PEKIK MERDEKA di jelang perayaan 17 Agustus 2018 telah berkumandang beriring bersahutan dengan sorakan massa yang menyertai Deklarasi Capres-Cawapres untuk Pilpres 2019. Dari hari-hari sejak tanggal 9 dan 10 Agustus 2018 yang memanggil helatan cek kesehatan paslon pilpres di waktu 12-13 Agustus 2018 amatlah kentara. 

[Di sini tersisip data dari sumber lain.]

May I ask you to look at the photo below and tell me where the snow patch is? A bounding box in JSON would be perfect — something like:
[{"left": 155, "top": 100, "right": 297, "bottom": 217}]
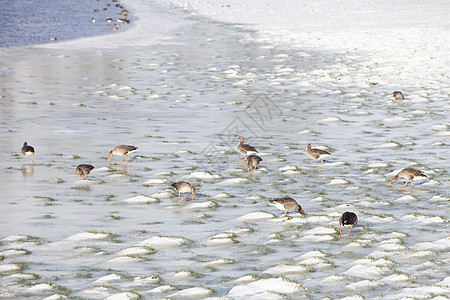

Medsos dibanjiri “cerita” laksana lautan bah yang “menyemarakkan” jagad perpolitikan sekaligus soal persona pelakunya. Hentakan saling “menyapa” untuk tidak mengatakan acapkali “menyerang” antar pendukung paslon, sungguh gelegaknya melebihi gempa Lombok yang sudah jelas memporakporandakan habitat manusia. Ejekan yang ujung perannya berupa ajakan untuk mendukung pilihannya terus diunggah dan rakyat Indonesia akan mengalami situsai “serangan yang membandang” selama 8-9 bulan ke depan. 

Betapa atmosfer udara publik yang kian kelihatan kelabu, bahkan mendukung itu tetap harus menyorongkan datangnya terang dengan kilatan bintang yang berkerlip di angkasa. Cerahnya langit pilpres harus tetap dijaga dalam kerangka besar NKRI yang telah final sebagai pilihan bernegara. Anak-cucu dan cicit tidak diperkenankan mengusiknya tetapi harus memartabatkan negara dan pilpres merupakan instrumen demokrasi peneguhan NKRI.

Pilpres ini dengan menghadirkan cawapres KH Ma’ruf Amin dan Sandiaga S. Uno sejatinya melekatkan yang jauh dan tidak hendak menjauhkan yang sudah lekat. Kiai akan menghadapi kesantunan sosok Santri Milenial meski soal kesantrian Bang Sandi kerap diledek dengan sebutan santri-santrian. Tetapi yang sesungguhnya menyemburatkan asa adalah kedua cawapres hadir sebagai pendulum yang elok di antara petahana. 

Ya … sejujurnya untuk capresnya, dua-duanya adalah petahana, yaitu petahana dari Pilpres 2014. Keberadaan Kiai Ma’ruf dan Santri Sandi adalah energi yang diraih untuk dibopong keduanya dalam sengkarut yang tidak perlu bersilang selisih. Adu dalil-dalil yang argumentatif dalam pengembangan ekonomi akan selalu ditunggu untuk menghadapi keterpelantikan rupiah yang “nyungsep” seperti tak berdaulat.

Saya tidak akan melanjutkan bincangan dalam cengkerama relasi antara Kiai-Santri tetapi memaknai saja arti kekuasaan bagi para “pinisepuh” untuk memasuki gelanggang yang sangat menyedot energi.